Come vengono ripartite le spese per la manutenzione degli ascensori
Nelle riunioni condominiali uno degli argomenti maggiormente dibattuti e che causano un attrito tra i condomini è quello che si riferisce alle spese dell’ascensore, soprattutto quando all’ordine del giorno si pone la questione della manutenzione straordinaria dell’ascensore e la conseguente ripartizione degli oneri derivanti.
C’è sempre confusione nel comprendere come ripartire della manutenzione straordinaria, che a volte possono essere ingenti, se a queste debbano concorrere anche gli affittuari o sono di esclusiva competenza dei proprietari e se debbano concorrere anche i condomini degli appartamenti situati al piano terra.
Ripartizione delle spese di manutenzione
Bisogna innanzitutto scindere le spese relative all’ascensore: queste, infatti, si differenziano in spese di manutenzione ordinaria e quelle di manutenzione straordinaria.
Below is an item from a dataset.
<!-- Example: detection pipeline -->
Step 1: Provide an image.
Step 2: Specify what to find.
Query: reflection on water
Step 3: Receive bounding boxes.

Le spese di manutenzione ordinaria si riferiscono agli interventi periodici di manutenzione che rientrano nel contratto stipulato con il manutentore e servono al mantenimento in efficienza e ai controlli dell’impianto. Queste spese devono essere sostenute da coloro che usano abitualmente l’ascensore, quindi i proprietari e inquilini che abitano nel palazzo.
Le spese straordinarie, invece, si riferiscono a interventi di particolare entità svolti per garantire il funzionamento in sicurezza dell’impianto, come ad esempio la sostituzione delle funi o interventi sul quadro elettrico dell’impianto, e sono di esclusiva competenza dei condomini Queste spese, così come disposto dall’articolo 1124 del Codice Civile, sono ripartite per il 50% in base ai millesimi e per il restante 50% in misura proporzionale all’altezza di ciascun piano dal suolo.
In pratica il Codice Civile assimila le spese dell’ascensore a quelle delle scale. La quota millesimale che chi abita al piano terra deve corrispondere va quindi considerata poiché l’ascensore, così come le scale, è parte integrante e comune dell’edificio.
Ripartizione delle spese di impianto di un nuovo ascensore
Oltre alle spese di manutenzione degli ascensori ci possono essere anche quelle relative all’installazione di un nuovo impianto in edificio che ne è sprovvisto.
Ciò può accadere in seguito all’esplicita richiesta di un condomino per l’abbattimento delle barriere architettoniche, o decisa dall’assemblea.
Nel primo caso, ossia come strumento per l’abbattimento delle barriere architettoniche, questa richiesta deve essere approvata dalla maggioranza dei condomini, in pratica il 50% dei millesimi. Nel secondo caso la maggioranza necessaria per l’approvazione si eleva ai 2/3 dei millesimi.
Dalla decisione dell’assemblea condominiale ci si può opporre, non partecipando alle spese d’installazione e manutenzione dell’impianto, ma è altresì precluso l’uso dell’ascensore una volta installato.
Se successivamente si vorrà usare l’ascensore, si dovrà pagare la quota spettante per l’installazione e le manutenzioni al condominio.
Queste spese riguardanti l’installazione di un nuovo ascensore spettano esclusivamente ai condomini. Gli inquilini dei condomini che avranno aderito dovranno concorrere alle spese di ordinaria manutenzione dell’impianto.
La ripartizione delle spese stabilita dall’art.1124 del Codice civile è una suddivisione delle spese di massima, che può essere rivista e ripartita diversamente in seguito a una delibera dell’assemblea in cui i condomini all’unanimità scelgono una ripartizione più congrua alle esigenze comuni.